Secrets Of Celestial Relics Revealed

Sun 11th Aug, 2013

A 24-inch iron statue bearing a reverse swastika and dubbed "Iron Man" was discovered by Nazi archaeologists in Mongolia in 1939 on a quest to document the origins of Aryanism and returned to Germany. The reason for recent attention to the provenance of the statue of the Buddhist god Vaisravana is supplied by Dr. Elmar Buchner and his research team from the Institute of Paleontology at the University of Stuttgart who suspect that it came from a meteorite. As described in a 2012 volume of Meteoritics and Planetary Science, the "Buddha from space" was chemically analyzed and found to include the same amounts of iron, nickel, cobalt, and chromium as other iron meteorites and is believed to be part of an ataxite, the rarest class of iron meteorite. "The statue was chiseled from....a fragment of the Chinga meteorite, which crashed into the border areas between Mongolia and Siberia about 15,000 years ago," according to Dr. Buchner. Iron Man, believed to be nearly 1,000 years old and the only illustration of a human figure to be carved into a meteorite, is considered to be invaluable.

The ancient Egyptians were no less hip than the Buddhists to the ornamental use of meteorites. The March 29, 2013 issue of the same journal reports the analysis by modern methods of a bead from the 3300 BCE prehistoric cemetery in Gerzeh, 70 km south of Cairo.

Joyce Tyldesley, an Egyptologist at the University of Manchester, along with Diane Johnson, a meteorite scientist at the Open University in Milton Keynes, UK, used scanning electron microscopy and X-ray computer tomography on the cylindrical bead, which was originally found in 1911, in order to determine its structure and composition and pinpoint its origins as either terrestrial or meteoritic.

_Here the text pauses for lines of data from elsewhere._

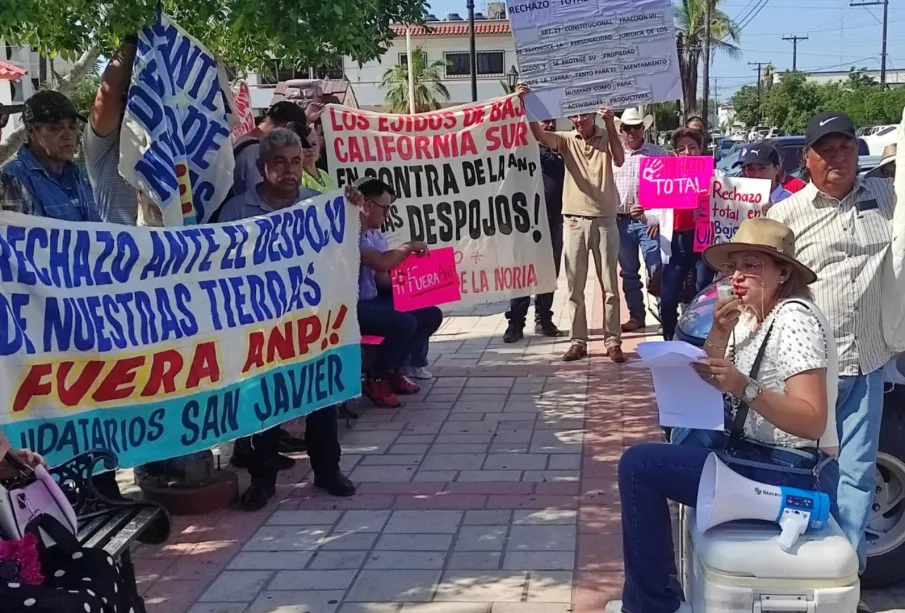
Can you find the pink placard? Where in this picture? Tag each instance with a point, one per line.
(426, 281)
(673, 182)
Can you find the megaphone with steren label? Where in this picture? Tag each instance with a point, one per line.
(724, 495)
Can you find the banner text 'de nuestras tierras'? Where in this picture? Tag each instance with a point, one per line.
(466, 177)
(155, 343)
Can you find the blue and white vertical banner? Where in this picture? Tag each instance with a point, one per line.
(158, 342)
(175, 138)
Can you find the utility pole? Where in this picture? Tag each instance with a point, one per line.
(759, 65)
(473, 55)
(708, 19)
(885, 4)
(794, 40)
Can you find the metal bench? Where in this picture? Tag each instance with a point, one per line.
(105, 521)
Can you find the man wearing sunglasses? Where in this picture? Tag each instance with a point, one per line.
(634, 234)
(405, 335)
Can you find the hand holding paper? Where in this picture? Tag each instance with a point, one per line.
(684, 400)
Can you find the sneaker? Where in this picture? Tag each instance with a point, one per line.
(400, 384)
(633, 324)
(290, 443)
(284, 462)
(546, 328)
(256, 497)
(513, 334)
(336, 484)
(417, 372)
(378, 391)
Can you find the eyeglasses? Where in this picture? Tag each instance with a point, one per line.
(748, 268)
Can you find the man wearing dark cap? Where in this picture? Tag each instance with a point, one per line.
(41, 178)
(285, 114)
(761, 161)
(843, 229)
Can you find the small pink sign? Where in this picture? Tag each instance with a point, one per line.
(673, 182)
(429, 280)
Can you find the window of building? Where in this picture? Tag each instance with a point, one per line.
(490, 64)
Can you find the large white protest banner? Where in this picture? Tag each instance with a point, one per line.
(175, 138)
(578, 55)
(158, 342)
(467, 177)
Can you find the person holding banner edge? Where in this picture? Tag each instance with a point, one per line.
(405, 335)
(589, 221)
(553, 170)
(634, 234)
(280, 165)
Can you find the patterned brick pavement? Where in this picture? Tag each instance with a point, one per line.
(492, 491)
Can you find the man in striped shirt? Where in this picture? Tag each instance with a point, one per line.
(634, 234)
(843, 229)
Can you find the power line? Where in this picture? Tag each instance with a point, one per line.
(794, 40)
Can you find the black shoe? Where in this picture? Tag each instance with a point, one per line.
(284, 462)
(256, 497)
(513, 334)
(344, 412)
(290, 443)
(546, 328)
(336, 484)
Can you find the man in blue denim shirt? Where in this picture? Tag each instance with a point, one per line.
(41, 178)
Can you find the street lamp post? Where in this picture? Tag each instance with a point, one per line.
(473, 56)
(512, 79)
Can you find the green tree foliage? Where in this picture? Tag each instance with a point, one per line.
(430, 92)
(691, 31)
(245, 34)
(790, 103)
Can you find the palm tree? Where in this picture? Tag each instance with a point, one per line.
(429, 88)
(691, 31)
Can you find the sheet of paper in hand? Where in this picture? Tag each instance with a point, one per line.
(732, 200)
(579, 55)
(684, 400)
(674, 182)
(428, 280)
(467, 177)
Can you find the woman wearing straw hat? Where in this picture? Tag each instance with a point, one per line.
(768, 353)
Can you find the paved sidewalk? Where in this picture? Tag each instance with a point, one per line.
(492, 491)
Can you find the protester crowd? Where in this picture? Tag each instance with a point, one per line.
(813, 263)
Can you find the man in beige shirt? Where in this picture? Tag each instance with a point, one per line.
(589, 220)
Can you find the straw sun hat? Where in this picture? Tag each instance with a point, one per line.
(764, 236)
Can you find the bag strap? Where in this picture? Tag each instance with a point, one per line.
(741, 413)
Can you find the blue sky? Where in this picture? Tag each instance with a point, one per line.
(840, 36)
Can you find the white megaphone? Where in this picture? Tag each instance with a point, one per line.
(724, 495)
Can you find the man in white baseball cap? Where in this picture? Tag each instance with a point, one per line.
(634, 237)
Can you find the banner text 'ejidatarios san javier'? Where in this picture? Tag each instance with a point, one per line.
(155, 342)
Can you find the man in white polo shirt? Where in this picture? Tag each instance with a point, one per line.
(843, 229)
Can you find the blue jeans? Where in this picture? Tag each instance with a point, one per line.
(652, 474)
(682, 261)
(632, 239)
(405, 335)
(859, 411)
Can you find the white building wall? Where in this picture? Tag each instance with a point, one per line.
(365, 79)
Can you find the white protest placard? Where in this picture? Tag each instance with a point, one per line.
(579, 55)
(175, 138)
(732, 200)
(467, 177)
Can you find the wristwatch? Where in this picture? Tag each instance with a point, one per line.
(752, 391)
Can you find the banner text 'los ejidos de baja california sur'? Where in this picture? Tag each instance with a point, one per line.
(156, 342)
(466, 177)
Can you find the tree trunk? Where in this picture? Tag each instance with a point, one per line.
(67, 85)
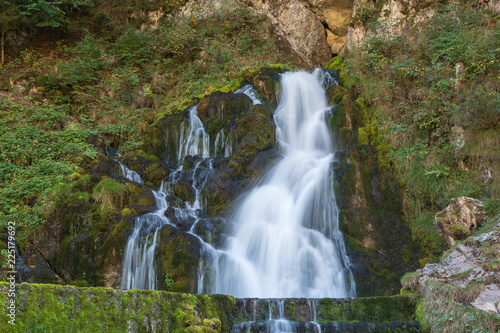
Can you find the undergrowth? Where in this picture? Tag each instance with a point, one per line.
(95, 83)
(433, 96)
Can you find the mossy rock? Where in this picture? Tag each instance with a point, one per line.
(156, 173)
(185, 191)
(267, 84)
(139, 195)
(72, 309)
(222, 106)
(179, 256)
(370, 199)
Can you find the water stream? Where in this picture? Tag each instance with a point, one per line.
(285, 241)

The bead, which predates any other artifact recorded in Egyptian history, is 30% nickel, indicating non-terrestrial origins, and was made by hammering the meteor fragment into a thin plate, and bending it into a tube.  Ancient text references to iron and meteorites after 1300 BCE include the term "iron from the sky", referring to all types of iron. This "new" expression may have caught on as a result of a meteor shower, such as the one that formed the large Gebel Kamil crater in southern Egypt. Iron was strongly associated with royalty, power, and godliness, inspired possibly by its connection with meteorites.